The second type need to implement both forward and backward: autograd will treat it as a black box and to compute the gradient it will simply call .backward()

Now, back to your example: my understanding is that you are after the first “type” of function. The problem is that autograd cannot compute the gradient of your customLoss, because you have not implemented it. The binary_cross_entropy function does not define a gradient because it only performs operation on input that autograd knows and can differentiate. For example, if you do something like

def add1(input):
return input + 1

then you don’t need to define backward(), because autograd can compute the gradient of add1 automatically, because it understands what ‘+’ means. This understanding comes from having defined the add method in the Variable class so that it understands what operation is performing. But if in your custom function you perform some other operation that it does not know about, then it can’t compute the gradient and you need to provide to provide a “black box” function that inherits from Function and implements a .backward() method

If it uses only functions that autograd can understand (i.e. functions that have implemented .backward()) then yes, it should be working. Try for example with

>>> x = torch.autograd.Variable(torch.Tensor(1), requires_grad=True)
>>> x
Variable containing:
2.8327
[torch.FloatTensor of size 1]
>>> f = lambda x: x*3
>>> y = f(x)
>>> y
Variable containing:
8.4982
[torch.FloatTensor of size 1]
>>> y.backward()
>>> y.grad #displays nothing since it is None
>>> x.grad
Variable containing:
3
[torch.FloatTensor of size 1]

In this case autograd can compute the .backward() method on y because it understands that * means multiplication and know how to deal with it; same thing for + and other common operators. If you use other functions that autograd doesn’t know about then it won’t work

From what you’ve written it sounds like if my custom loss function is built on simple operations then I will not need to define a custom backward() operation.

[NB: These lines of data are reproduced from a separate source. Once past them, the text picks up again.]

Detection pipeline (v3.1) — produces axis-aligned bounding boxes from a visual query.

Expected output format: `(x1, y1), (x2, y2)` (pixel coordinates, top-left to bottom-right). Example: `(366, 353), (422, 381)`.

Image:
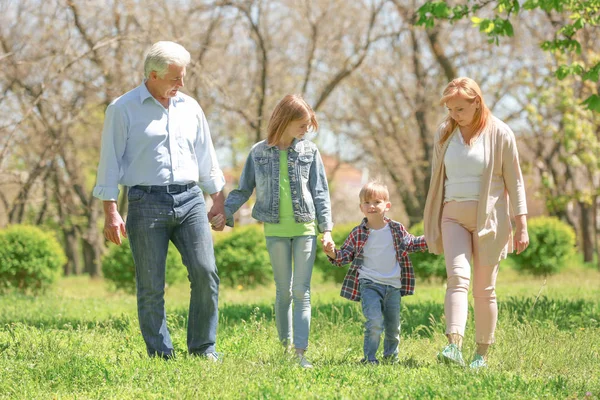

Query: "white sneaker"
(204, 352), (221, 363)
(298, 354), (312, 368)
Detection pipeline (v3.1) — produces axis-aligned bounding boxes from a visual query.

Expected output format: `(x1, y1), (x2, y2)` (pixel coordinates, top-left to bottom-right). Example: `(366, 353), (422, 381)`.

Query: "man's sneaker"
(438, 343), (465, 367)
(297, 354), (312, 368)
(469, 353), (487, 369)
(360, 358), (379, 365)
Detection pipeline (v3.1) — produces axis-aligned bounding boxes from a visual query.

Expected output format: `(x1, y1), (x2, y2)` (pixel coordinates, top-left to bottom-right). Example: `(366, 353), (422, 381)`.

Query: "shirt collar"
(139, 80), (152, 103)
(139, 79), (183, 105)
(360, 216), (392, 230)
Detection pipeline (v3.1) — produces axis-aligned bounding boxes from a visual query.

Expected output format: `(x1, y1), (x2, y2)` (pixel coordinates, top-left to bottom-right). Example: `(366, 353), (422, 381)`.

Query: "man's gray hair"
(144, 41), (190, 79)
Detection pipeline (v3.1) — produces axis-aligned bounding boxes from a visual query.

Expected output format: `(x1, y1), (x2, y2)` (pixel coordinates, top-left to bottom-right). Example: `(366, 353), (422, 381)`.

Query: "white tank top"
(444, 129), (485, 202)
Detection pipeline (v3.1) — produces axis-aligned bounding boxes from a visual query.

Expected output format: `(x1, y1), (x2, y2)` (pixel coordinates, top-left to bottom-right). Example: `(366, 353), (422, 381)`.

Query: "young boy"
(323, 181), (427, 364)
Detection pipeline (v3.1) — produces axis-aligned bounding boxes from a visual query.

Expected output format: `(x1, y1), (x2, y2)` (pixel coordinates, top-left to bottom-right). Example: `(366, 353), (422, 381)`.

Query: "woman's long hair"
(267, 94), (319, 146)
(440, 77), (491, 144)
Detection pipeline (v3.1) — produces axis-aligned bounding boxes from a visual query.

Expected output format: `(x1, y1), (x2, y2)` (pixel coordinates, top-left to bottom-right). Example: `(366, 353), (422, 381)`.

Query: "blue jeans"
(359, 279), (401, 361)
(126, 186), (219, 357)
(266, 236), (317, 350)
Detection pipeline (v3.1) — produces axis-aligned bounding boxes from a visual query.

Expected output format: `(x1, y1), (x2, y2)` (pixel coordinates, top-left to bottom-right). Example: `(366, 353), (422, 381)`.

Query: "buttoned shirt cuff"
(93, 186), (119, 201)
(198, 175), (225, 194)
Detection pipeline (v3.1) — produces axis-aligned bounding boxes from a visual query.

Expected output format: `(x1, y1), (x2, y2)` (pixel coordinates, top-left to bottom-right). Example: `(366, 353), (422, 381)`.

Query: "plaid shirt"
(327, 217), (427, 301)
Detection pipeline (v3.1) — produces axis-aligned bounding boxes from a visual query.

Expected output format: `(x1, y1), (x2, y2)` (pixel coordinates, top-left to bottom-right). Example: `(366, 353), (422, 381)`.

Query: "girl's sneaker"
(469, 353), (487, 369)
(438, 343), (465, 367)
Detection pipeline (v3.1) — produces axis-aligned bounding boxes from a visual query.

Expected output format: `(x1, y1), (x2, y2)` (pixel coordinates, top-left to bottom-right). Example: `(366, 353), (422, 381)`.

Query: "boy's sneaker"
(360, 358), (379, 365)
(297, 354), (312, 368)
(383, 354), (399, 364)
(437, 343), (465, 367)
(202, 352), (223, 363)
(469, 354), (487, 369)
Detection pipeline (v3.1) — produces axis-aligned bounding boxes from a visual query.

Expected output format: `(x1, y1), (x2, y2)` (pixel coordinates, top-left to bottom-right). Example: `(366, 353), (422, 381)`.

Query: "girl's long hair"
(267, 94), (319, 146)
(440, 77), (491, 144)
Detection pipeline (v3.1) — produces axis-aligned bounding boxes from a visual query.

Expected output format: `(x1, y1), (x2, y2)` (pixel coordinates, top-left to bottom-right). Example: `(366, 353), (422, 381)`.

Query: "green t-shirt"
(265, 150), (317, 237)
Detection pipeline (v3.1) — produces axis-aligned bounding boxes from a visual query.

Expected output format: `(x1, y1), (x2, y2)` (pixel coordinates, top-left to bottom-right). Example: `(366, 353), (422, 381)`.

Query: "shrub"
(215, 225), (273, 287)
(102, 238), (188, 293)
(510, 217), (575, 276)
(315, 222), (359, 283)
(0, 225), (67, 293)
(408, 221), (447, 281)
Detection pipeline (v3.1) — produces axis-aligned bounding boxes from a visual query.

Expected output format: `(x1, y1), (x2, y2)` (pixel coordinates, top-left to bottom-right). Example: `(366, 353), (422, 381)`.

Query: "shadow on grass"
(498, 296), (600, 330)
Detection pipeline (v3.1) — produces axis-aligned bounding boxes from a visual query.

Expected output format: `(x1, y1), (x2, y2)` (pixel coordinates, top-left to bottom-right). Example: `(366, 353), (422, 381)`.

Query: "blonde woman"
(424, 78), (529, 368)
(225, 95), (333, 368)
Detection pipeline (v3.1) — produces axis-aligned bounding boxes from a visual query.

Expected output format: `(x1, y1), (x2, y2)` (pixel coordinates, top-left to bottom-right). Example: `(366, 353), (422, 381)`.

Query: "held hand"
(210, 214), (225, 231)
(104, 211), (127, 246)
(321, 232), (336, 258)
(321, 231), (335, 248)
(514, 227), (529, 254)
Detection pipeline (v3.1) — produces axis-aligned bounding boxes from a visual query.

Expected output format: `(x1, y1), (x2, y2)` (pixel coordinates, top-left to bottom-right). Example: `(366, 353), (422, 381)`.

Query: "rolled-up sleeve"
(93, 104), (127, 201)
(195, 109), (225, 194)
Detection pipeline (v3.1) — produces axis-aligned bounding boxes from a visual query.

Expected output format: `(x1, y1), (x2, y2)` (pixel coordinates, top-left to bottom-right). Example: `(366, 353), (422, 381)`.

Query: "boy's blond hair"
(358, 180), (390, 202)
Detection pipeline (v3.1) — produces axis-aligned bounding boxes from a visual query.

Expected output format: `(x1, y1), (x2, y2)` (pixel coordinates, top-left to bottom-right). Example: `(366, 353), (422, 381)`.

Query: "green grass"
(0, 268), (600, 399)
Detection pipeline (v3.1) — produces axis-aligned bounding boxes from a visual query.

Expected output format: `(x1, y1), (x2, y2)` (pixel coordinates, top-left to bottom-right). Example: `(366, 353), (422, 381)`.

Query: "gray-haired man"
(94, 42), (225, 360)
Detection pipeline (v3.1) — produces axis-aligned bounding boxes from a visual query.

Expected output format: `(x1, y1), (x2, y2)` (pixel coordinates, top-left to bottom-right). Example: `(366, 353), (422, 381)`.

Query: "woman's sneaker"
(469, 353), (487, 369)
(297, 354), (312, 368)
(438, 343), (465, 367)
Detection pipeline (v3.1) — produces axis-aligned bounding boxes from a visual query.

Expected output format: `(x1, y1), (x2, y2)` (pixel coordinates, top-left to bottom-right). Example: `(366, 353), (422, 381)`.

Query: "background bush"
(408, 221), (447, 281)
(315, 221), (360, 283)
(102, 238), (188, 293)
(510, 217), (575, 276)
(0, 225), (67, 293)
(215, 225), (273, 287)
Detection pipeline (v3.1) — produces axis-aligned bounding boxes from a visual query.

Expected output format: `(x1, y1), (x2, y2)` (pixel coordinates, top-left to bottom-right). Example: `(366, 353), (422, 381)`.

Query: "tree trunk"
(63, 227), (81, 276)
(578, 201), (596, 262)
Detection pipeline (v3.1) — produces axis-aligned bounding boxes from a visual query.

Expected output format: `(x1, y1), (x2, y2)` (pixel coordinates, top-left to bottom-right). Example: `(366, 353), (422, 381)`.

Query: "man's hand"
(210, 214), (225, 231)
(208, 192), (225, 231)
(321, 231), (336, 258)
(103, 201), (127, 246)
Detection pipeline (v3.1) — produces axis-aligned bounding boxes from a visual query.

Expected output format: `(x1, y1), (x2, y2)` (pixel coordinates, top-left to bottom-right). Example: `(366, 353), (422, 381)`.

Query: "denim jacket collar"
(265, 138), (304, 153)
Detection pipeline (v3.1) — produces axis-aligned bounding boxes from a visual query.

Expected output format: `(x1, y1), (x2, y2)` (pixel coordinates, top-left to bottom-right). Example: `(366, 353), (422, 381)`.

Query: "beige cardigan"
(423, 116), (527, 265)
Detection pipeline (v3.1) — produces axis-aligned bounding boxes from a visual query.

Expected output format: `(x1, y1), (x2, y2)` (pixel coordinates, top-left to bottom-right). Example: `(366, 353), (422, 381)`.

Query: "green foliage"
(215, 225), (273, 287)
(416, 0), (600, 112)
(510, 217), (575, 276)
(102, 238), (187, 293)
(315, 223), (357, 283)
(408, 221), (447, 281)
(0, 225), (67, 294)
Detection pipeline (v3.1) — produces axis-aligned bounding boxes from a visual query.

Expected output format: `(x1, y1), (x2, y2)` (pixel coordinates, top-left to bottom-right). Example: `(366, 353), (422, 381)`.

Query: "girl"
(225, 95), (333, 368)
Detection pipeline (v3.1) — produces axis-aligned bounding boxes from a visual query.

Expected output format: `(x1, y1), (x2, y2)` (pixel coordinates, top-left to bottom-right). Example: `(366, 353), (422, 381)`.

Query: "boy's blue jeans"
(126, 186), (219, 357)
(266, 236), (317, 350)
(359, 279), (401, 361)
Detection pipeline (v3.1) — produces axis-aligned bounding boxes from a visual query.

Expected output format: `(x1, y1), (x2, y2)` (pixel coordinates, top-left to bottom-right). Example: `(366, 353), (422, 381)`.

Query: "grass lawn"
(0, 268), (600, 399)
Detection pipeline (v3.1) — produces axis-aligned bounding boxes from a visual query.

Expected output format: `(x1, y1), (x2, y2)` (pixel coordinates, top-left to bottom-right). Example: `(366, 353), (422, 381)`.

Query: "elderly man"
(94, 41), (225, 361)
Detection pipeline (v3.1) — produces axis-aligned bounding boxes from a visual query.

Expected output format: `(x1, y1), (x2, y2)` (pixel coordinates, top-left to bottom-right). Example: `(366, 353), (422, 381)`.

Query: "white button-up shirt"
(93, 83), (225, 200)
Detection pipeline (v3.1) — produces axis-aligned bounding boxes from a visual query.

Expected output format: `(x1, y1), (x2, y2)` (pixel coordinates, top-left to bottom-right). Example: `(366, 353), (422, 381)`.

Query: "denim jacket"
(225, 139), (333, 232)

To make things a little less abstract let’s assume that I have two tensors A, B where A and B are both nxm. Suppose my custom loss function is something like sum(A - B). Could I simply implement this as a standard python function, or would I need to do something more complicated?

Yes you could. The only question is whether autograd will recognize the operation that you are making (which in this case it will). So to make an example:

>>> A = torch.autograd.Variable(torch.Tensor(2,2), requires_grad=True)
>>> B = torch.autograd.Variable(torch.Tensor(2,2), requires_grad=True)
>>> f = lambda x,y: (x-y).sum()
>>> loss = f(A,B)
>>> loss
Variable containing:
8.5899e+09
[torch.FloatTensor of size 1]
>>> loss.backward()
>>> A.grad
Variable containing:
1 1
1 1
[torch.FloatTensor of size 2x2]
>>> B.grad
Variable containing:
-1 -1
-1 -1
[torch.FloatTensor of size 2x2]

So as you can see we did not need to specify a backward() method because autograd was able to infer how to compute the gradient automatically from the operation we did on our variables.

In order to summarize: as soon as you can do all the operations of your loss function on a Variable (without any access to Variable.data) then you don’t need to define any backward method.

This works with all function/modules from torch torch.nn torch.nn.fonctional

But does not work with functions from torch.Tensor

If you are creating a function requiring access to the Variable.data (for ex, if you are using a function exclusively from torch.Tensor), then you need to extend autograd and to compute the derivative by hand for the backward method.

I think it should not be return sum(A - B), and should be (A-B).sum() or torch.sum(A-B), because sum() is not belong to pytorch library, thus not having .backward() method.